The boy's mistake in the story was begging rather than being assertive. And your problem here is that your immediate reaction to extremely unfair criticism by people who can be extremely charitably described as mind-killed is to apologize and attempt to say "no really I didn't mean it".

Comment by Old_Gold on Open Thread, Feb 8 - Feb 15, 2016 · 2016-02-10T02:13:56.348Z · LW · GW

But when I put forward a policy position, it isn't to maximise political tractability, but rather to maximise public health gains.

So why didn't you simply propose a ban?

Comment by Old_Gold on Open Thread, Feb 8 - Feb 15, 2016 · 2016-02-10T01:53:45.958Z · LW · GW

(assuming it actually is -- it doesn't look like it's much more popular than tobacco or than it was 50 years ago to me, at least here in [country redacted])

I said "fashionable" not "popular". I have no idea which is more popular, I mean fashionable in the sense of high status.

Comment by Old_Gold on Open Thread, Feb 8 - Feb 15, 2016 · 2016-02-10T01:52:18.396Z · LW · GW

Do you think the people advocating for marijuana legalization would be satisfied with legalization under the terms you proposed for tobacco?

Comment by Old_Gold on Open Thread, Feb 8 - Feb 15, 2016 · 2016-02-09T01:24:41.777Z · LW · GW

Here's a hint, replace "tobacco" with "marijuana", or some drug that's currently fashionable.
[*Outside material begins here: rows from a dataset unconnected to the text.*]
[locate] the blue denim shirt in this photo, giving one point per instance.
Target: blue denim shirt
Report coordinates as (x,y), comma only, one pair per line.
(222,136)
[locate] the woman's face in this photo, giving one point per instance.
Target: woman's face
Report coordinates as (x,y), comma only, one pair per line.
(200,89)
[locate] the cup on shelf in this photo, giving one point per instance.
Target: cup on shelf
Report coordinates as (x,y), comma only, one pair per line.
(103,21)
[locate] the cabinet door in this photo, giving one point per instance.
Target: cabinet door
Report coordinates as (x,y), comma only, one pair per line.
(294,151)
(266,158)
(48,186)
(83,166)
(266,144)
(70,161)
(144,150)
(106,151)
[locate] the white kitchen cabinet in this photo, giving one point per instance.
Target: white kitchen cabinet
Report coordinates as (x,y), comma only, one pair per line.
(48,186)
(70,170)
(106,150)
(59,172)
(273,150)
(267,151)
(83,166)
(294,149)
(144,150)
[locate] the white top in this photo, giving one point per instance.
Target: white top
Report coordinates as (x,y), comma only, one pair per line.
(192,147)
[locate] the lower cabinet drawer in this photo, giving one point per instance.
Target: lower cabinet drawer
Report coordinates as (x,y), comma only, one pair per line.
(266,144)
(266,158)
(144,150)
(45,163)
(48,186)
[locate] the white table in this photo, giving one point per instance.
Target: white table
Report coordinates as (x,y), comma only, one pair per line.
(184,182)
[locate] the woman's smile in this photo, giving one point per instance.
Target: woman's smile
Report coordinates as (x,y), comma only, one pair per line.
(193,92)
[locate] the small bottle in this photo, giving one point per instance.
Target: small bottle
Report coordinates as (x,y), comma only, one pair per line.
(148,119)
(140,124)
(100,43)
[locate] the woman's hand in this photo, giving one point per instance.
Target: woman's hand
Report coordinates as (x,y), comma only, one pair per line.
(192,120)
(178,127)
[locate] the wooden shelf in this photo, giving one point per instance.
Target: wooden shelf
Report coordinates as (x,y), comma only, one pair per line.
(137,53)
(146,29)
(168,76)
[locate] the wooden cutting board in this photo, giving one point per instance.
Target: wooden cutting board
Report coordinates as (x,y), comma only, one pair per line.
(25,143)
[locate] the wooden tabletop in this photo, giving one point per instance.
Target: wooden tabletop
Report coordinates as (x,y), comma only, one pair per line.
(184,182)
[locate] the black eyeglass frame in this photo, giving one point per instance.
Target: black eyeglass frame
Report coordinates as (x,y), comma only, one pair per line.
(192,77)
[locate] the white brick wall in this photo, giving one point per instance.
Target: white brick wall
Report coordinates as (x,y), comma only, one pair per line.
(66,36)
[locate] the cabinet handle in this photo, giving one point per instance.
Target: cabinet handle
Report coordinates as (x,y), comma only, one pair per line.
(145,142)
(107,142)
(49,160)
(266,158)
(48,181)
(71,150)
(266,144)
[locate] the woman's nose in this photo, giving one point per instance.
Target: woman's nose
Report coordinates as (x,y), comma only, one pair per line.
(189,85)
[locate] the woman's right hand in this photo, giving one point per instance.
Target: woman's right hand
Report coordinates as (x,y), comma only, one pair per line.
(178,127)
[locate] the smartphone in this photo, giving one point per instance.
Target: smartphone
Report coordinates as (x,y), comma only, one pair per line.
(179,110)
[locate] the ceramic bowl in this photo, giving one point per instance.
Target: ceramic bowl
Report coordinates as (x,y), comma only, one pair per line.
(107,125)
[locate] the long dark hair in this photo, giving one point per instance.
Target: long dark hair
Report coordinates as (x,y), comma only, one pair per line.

Note, how your intuition changes.

Comment by Old_Gold on Open thread, Feb. 01 - Feb. 07, 2016 · 2016-02-09T01:14:11.211Z · LW · GW

So apparently he wants rape to be legal as long as it happens on private property.

I believe the relevant term is "satrie". Or should we start accusing Swift of promoting cannibalism.

Comment by Old_Gold on Request for help with economic analysis related to AI forecasting · 2016-02-09T00:57:56.120Z · LW · GW

You'd be amazed what people can do "by hand". Keep in mind, computer was originally an occupation.

Comment by Old_Gold on Upcoming LW Changes · 2016-02-07T20:31:13.489Z · LW · GW

LOL. Wake up and smell the tea :-) People who want to push advertising into your eyeballs now routinely construct on-demand (as in, in response to a Google query) websites/blogs/etc. just so that you'd look at them and they get paid for ad impressions.

Are these things going to fool any actual human, or just Google's algorithms, i.e., that people see it in Google's searches, possibly click, but don't look at it any closer.

Comment by Old_Gold on Rationality Quotes Thread February 2016 · 2016-02-05T02:52:12.363Z · LW · GW

I feel I should point out that corrupt grading is easily detectable - one can often see it by looking at a corruptly graded paper,

Except who sees a paper except the grader and the student who wrote it?

Moreover, universities have a strong incentive to not be corrupt in their grading - if they let people slip through without learning the work, employers will start to notice and discount qualifications from that institution,

Empirically this incentive wasn't strong enough.